Wadi al-Riyadh Technology (the investment arm of King Saud University (KSU)) and Riyadh Valley Company (a KSU affiliate) are developing a new sport utility vehicle, the Gazal. The consortium aims to produce up to 20,000 Gazals a year, primarily for Middle East-North Africa.
Elsewhere in Saudi Arabia, the National Program for Automotive Technology, an affiliate of King Abdulaziz City for Science and Technology (KACST), has developed a new saloon car, the ASEELAH.
Industrial Clusters aims to attract and support:
- Vehicle assembly projects for Saudi and Middle East markets, with production of up to 600,000 cars a year by 2025
- Tyre plants for Saudi and export markets (totalling 8 million-10 million tyres a year)
- Power train projects for Middle East and global markets
- Major tier 1 suppliers (systems and modules)

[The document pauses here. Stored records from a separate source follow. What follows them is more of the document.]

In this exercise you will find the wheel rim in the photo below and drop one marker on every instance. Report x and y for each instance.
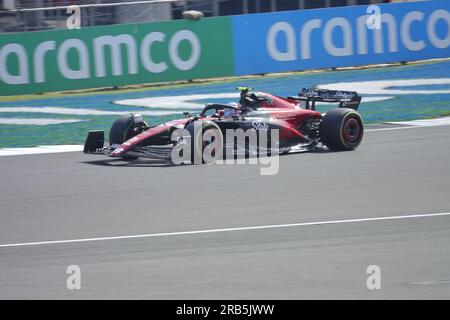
(352, 131)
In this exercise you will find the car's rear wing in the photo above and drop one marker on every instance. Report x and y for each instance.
(346, 99)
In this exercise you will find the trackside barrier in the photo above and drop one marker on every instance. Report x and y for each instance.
(115, 55)
(106, 56)
(338, 37)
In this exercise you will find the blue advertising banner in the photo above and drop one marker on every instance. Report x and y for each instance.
(337, 37)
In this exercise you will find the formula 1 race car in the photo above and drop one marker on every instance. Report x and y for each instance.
(299, 127)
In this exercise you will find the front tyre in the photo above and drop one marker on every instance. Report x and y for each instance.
(125, 128)
(342, 129)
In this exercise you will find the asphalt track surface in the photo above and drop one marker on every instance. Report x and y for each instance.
(74, 196)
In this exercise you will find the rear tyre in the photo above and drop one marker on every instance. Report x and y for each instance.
(214, 136)
(342, 129)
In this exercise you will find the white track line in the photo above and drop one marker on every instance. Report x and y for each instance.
(78, 148)
(180, 233)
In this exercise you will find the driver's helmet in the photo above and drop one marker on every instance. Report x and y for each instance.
(253, 100)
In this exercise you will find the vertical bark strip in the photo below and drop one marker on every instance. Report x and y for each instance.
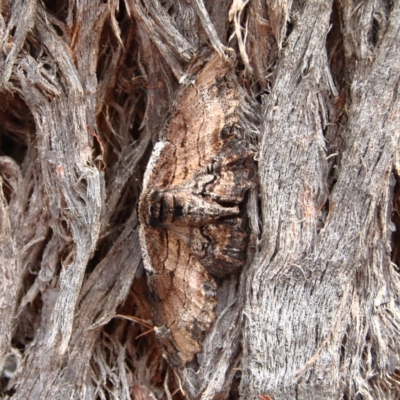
(85, 89)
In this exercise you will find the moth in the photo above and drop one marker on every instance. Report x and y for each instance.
(192, 226)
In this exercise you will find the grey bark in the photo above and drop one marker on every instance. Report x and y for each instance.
(84, 90)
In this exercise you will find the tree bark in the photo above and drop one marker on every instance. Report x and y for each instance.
(85, 88)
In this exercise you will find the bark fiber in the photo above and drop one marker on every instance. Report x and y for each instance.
(85, 88)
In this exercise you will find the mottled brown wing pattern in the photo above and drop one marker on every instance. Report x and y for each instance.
(192, 227)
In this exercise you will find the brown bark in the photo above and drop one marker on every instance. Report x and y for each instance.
(85, 88)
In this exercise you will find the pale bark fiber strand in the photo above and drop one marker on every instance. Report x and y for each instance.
(85, 88)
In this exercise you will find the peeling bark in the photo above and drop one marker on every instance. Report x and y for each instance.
(85, 88)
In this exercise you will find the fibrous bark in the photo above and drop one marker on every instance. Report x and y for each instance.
(85, 89)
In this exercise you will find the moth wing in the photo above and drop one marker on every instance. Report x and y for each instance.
(199, 114)
(182, 295)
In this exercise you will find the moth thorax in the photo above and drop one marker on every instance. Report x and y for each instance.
(184, 209)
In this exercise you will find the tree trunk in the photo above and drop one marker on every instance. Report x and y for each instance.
(86, 88)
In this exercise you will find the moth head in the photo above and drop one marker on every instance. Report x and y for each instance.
(160, 207)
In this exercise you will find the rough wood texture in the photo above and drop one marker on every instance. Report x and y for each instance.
(86, 93)
(189, 207)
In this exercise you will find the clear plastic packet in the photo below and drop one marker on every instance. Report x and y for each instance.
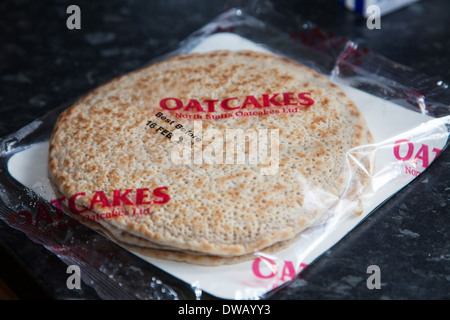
(406, 112)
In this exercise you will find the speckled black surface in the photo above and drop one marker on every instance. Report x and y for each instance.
(43, 64)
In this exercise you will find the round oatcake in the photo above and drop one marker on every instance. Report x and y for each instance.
(116, 154)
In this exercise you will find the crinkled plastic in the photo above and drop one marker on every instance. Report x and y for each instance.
(408, 114)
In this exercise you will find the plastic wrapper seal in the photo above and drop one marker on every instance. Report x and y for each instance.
(407, 119)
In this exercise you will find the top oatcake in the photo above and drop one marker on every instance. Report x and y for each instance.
(117, 151)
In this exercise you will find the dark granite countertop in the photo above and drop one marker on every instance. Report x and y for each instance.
(43, 65)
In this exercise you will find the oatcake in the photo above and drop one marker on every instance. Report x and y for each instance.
(103, 145)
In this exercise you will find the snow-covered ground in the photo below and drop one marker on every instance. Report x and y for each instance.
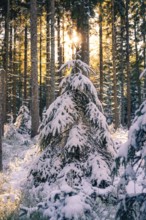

- Small- and medium-sized tier 2 suppliers (sub-systems, sub-assemblies and components)
- Smaller tier N suppliers (standard parts and materials)
- Industry-related services such as R&D and training
Industrial Clusters is developing all aspects of the automotive supply chain, including the production of carbon black and synthetic rubber (for tyres), carbon fibre, oil filters, circuit boards, batteries, cabling, sensors, adhesives, paints, composites, trim and seats.
It is also focusing on areas of particularly strong advantage, such as parts produced using relatively large amounts of steel, aluminium, glass, plastics and energy.